What does this program do? Intuitively, this program should print the third digit of `pi`. In reality, the behavior differs between languages. In OCaml, any argument to a function is evaluated before being passed into a function (so called strict evaluation). If we use this reduction order, then our above program will run forever computing the digits of `pi` before it can be passed to our printer function (which never happens). Since the machine does not have infinite memory, the program will eventually run out of memory and crash. However, morally this might not be the best evaluation order. Our program does not use all of the sequence `pi`, it uses only the third element. Other languages (most notably, Haskell) use a lazy evaluation order, in which functions are evaluated only as much as they need be so that further computation can be done.

There are other examples of infinite structures in computing as well: any program which runs forever (a so called, process) is typically defined in a similar manner. Operating systems, web servers, text editors, and most other interesting programs. The basic idea behind these processes is closely tied to the example given above: rather than being specified by recursive calls, these processes are modeled as co-recursive calls (with their associated co inductive types).

I’m not prepared to explain coinduction in it’s full generality, but I wanted to give some pointers to literature that introduces it. One basic story is clear:

Inductive structures form least fixed points, and coinductive structures form greatest fixed points.

While this tag line is used all over the place, it’s not really clear in what sense (co)inductive form fixed points, and it’s really not clear how one fixed point would be “larger” than another. The answer, as it turns out, is somewhat involved and deals with a bit of algebra: specifically, treating inductive and coinductive types as forming algebras (sets with operations on those sets) with certain properties that you use to define recursive functions and inductive proof principles.

I’ll assume that you’re familiar with regular old induction, and recursive definitions of functions. The following definition suffices to think about corecursive functions:

Recursive functions break apart finite data, co-recursive functions build infinite data.

I think this seems strange to people who haven’t seen it before (it still seems strange to me):

• The need for infinite data is not clear to those who have never used it. We wrote programs without using infinite data, why use it?

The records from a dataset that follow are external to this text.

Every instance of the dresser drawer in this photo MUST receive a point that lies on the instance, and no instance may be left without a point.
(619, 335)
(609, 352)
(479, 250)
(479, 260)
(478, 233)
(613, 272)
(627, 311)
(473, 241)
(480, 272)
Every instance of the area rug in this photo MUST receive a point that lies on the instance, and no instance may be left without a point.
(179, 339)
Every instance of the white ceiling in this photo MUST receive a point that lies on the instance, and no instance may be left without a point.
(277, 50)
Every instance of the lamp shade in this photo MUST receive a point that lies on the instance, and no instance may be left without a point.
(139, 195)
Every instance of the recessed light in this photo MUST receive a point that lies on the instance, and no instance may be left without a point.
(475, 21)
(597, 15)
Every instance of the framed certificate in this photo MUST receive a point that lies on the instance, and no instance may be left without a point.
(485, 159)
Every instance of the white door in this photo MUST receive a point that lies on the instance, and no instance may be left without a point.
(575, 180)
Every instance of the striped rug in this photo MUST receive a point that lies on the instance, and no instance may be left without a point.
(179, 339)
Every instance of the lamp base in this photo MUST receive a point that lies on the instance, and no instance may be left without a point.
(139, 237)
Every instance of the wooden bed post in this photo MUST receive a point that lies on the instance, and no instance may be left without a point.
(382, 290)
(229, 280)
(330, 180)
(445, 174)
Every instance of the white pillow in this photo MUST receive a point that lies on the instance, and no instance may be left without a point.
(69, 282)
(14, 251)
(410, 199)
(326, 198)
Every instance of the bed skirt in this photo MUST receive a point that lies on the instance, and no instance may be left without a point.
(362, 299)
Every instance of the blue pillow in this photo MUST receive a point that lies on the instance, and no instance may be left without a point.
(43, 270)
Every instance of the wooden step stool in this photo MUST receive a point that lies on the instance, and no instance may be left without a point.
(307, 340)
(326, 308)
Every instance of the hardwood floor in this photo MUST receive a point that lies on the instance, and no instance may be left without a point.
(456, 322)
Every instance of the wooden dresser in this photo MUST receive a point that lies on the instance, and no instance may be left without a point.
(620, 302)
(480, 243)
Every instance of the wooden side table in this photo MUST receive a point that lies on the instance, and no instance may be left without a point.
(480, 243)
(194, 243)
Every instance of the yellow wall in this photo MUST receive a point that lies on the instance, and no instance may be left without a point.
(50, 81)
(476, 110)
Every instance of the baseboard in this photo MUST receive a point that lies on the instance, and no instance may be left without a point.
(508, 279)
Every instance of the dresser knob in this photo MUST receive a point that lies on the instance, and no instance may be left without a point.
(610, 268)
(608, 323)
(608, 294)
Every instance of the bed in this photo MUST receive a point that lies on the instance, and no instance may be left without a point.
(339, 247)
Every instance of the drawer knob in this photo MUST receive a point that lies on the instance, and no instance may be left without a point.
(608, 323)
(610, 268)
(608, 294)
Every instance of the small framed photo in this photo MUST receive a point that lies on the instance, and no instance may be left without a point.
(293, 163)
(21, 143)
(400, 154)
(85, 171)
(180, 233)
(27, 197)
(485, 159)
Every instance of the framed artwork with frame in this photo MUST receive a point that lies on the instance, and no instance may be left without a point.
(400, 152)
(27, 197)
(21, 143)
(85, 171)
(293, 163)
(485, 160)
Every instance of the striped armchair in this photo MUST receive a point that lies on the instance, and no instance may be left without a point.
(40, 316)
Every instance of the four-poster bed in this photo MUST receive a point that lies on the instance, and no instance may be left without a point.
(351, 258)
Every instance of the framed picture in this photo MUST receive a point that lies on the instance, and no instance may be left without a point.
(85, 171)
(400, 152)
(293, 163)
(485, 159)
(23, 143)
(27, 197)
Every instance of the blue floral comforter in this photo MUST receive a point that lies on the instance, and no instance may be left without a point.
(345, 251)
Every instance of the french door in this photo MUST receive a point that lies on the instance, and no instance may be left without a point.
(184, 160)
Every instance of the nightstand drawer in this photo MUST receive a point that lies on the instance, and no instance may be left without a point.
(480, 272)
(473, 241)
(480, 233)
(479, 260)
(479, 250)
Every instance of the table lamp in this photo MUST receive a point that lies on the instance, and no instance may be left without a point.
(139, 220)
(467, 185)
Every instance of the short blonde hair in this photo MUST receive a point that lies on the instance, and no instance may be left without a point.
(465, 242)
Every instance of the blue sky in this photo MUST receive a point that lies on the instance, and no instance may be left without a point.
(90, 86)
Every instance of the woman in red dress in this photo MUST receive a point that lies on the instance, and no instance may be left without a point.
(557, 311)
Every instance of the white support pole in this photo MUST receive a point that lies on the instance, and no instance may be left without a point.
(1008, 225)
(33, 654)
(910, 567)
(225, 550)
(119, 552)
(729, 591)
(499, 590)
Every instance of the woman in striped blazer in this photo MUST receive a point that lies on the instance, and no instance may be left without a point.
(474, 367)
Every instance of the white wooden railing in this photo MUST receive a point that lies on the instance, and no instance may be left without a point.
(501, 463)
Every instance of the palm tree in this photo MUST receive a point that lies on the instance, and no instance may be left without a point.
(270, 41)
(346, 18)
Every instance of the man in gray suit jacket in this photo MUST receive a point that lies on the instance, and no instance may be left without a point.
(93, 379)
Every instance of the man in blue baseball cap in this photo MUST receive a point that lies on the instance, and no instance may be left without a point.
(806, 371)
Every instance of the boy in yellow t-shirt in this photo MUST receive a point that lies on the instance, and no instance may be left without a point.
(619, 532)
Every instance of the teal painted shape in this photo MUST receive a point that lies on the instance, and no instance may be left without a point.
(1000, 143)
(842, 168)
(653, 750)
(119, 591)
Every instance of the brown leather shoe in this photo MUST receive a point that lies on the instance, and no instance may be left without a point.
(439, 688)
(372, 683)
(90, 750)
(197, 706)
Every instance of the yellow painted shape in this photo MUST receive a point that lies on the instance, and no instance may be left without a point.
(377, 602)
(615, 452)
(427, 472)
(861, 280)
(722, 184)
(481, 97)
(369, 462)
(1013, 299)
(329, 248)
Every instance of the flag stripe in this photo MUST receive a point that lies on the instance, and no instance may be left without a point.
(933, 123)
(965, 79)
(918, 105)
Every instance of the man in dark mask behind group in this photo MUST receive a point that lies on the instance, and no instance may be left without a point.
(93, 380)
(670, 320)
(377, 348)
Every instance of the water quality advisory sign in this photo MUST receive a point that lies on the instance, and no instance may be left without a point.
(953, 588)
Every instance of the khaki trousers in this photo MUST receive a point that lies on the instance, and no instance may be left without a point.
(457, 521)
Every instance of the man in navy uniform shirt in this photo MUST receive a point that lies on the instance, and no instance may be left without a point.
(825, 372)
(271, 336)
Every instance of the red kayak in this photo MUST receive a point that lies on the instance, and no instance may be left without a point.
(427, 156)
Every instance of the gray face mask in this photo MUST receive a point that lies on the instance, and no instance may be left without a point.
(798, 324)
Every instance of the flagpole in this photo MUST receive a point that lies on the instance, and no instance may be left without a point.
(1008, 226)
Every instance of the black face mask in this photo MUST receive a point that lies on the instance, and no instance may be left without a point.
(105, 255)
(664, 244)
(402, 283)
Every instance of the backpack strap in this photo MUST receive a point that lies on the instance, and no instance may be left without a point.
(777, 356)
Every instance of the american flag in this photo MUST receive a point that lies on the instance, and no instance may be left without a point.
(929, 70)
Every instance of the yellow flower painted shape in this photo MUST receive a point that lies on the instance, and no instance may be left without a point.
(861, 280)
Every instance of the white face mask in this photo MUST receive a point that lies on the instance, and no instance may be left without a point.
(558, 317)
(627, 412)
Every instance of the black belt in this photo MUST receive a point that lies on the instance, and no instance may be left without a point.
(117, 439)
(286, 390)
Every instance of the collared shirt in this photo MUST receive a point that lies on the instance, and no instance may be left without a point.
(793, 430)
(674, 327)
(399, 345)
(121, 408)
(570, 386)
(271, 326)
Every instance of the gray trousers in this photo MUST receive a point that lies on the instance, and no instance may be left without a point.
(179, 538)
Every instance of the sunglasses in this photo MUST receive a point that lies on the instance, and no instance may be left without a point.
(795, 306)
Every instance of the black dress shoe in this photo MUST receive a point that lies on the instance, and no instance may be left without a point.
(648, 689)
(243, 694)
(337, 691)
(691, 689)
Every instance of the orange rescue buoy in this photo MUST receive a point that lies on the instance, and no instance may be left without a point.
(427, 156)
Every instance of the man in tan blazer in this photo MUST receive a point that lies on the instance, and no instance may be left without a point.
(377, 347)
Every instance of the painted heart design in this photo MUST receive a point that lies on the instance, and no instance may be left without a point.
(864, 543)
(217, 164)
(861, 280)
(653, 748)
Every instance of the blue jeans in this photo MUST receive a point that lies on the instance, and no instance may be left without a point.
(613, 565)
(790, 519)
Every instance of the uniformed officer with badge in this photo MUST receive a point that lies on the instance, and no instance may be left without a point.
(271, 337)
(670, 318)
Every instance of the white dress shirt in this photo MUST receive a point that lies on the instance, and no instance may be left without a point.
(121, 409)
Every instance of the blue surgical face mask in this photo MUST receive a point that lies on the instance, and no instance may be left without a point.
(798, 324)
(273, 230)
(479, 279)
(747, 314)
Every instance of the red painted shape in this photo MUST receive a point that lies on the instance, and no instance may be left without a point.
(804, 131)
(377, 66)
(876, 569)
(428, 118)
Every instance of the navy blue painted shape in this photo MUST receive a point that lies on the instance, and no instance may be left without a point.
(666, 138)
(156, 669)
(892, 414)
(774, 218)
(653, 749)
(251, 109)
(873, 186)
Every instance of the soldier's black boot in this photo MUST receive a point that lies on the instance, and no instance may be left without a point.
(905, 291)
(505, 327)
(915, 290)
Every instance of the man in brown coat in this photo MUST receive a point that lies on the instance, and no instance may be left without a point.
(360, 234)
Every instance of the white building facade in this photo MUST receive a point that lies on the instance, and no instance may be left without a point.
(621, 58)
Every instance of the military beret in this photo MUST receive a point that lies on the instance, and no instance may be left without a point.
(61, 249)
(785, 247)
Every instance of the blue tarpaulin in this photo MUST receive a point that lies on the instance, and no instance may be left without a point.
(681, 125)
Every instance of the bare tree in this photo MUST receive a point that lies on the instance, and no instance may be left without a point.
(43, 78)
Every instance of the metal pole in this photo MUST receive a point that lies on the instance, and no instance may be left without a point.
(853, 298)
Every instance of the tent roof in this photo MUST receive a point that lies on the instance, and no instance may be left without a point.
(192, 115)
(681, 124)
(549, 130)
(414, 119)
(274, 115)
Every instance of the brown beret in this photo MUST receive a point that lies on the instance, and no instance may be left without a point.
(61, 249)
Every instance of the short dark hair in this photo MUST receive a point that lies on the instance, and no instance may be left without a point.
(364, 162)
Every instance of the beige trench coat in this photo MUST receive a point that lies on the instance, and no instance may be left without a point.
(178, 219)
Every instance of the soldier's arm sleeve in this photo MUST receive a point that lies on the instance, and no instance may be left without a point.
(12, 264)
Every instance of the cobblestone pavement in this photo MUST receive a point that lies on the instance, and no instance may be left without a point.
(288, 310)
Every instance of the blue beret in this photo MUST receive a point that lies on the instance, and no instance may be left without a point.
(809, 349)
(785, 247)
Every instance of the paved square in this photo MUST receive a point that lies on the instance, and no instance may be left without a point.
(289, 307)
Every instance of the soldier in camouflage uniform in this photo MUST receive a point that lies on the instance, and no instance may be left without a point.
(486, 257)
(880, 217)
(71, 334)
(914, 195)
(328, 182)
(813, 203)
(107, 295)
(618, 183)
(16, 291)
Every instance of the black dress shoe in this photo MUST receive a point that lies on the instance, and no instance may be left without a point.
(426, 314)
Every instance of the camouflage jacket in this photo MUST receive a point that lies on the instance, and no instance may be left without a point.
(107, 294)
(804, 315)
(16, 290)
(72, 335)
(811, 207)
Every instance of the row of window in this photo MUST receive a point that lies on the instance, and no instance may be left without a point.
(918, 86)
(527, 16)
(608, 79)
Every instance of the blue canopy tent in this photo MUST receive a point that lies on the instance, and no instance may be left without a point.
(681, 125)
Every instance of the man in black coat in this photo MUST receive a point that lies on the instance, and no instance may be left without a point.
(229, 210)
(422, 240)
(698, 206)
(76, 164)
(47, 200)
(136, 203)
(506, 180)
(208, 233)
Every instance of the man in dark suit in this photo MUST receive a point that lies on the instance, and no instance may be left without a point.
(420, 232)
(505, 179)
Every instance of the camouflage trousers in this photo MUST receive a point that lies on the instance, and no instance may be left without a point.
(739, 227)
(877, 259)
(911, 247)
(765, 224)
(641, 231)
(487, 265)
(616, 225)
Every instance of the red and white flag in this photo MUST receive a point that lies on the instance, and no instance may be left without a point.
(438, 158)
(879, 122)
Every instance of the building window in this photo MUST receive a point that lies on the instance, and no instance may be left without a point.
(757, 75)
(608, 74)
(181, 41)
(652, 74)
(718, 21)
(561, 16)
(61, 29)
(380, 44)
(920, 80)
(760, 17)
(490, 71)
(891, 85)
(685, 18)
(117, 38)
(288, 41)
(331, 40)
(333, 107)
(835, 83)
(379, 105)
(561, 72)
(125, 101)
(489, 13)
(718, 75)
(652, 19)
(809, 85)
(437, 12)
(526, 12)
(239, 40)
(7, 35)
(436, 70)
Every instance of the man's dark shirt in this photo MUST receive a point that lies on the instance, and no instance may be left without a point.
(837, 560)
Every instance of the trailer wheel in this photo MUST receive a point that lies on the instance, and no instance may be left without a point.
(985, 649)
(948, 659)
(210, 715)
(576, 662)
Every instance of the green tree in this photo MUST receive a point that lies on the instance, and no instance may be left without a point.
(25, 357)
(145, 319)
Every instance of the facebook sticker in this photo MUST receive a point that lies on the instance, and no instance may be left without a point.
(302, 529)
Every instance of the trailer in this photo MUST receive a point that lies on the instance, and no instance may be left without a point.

• We can’t physically hold infinite objects in memory. By contrast, we can hold finite data in memory. It seems kind of crazy that we should be able to hold an infinite object in memory. Here’s something to alleviate your understandable discomfort: let’s say we have an infinite loop in a program which outputs a long sequence of (unknown) digits (say, pi). Can we keep the output of this program in memory? Not all of it. So what do we do instead? We keep the (finite) program (the code of the loop) which generates the object in memory.

• We don’t ever use all of the infinite object in our programs, we only ever use a finite prefix of an infinite object.

Coinduction is cool, however, because it opens the gateway to a whole different side of viewing datatypes and computation. Most datatypes that we work with also have an analogue that can be thought of as a “lazy” type, sometimes the silver bullet in implementing elegant algorithms, amortized bounds, or cute programming tricks (as in Chris Okasaki’s Purely Functional Data Structures).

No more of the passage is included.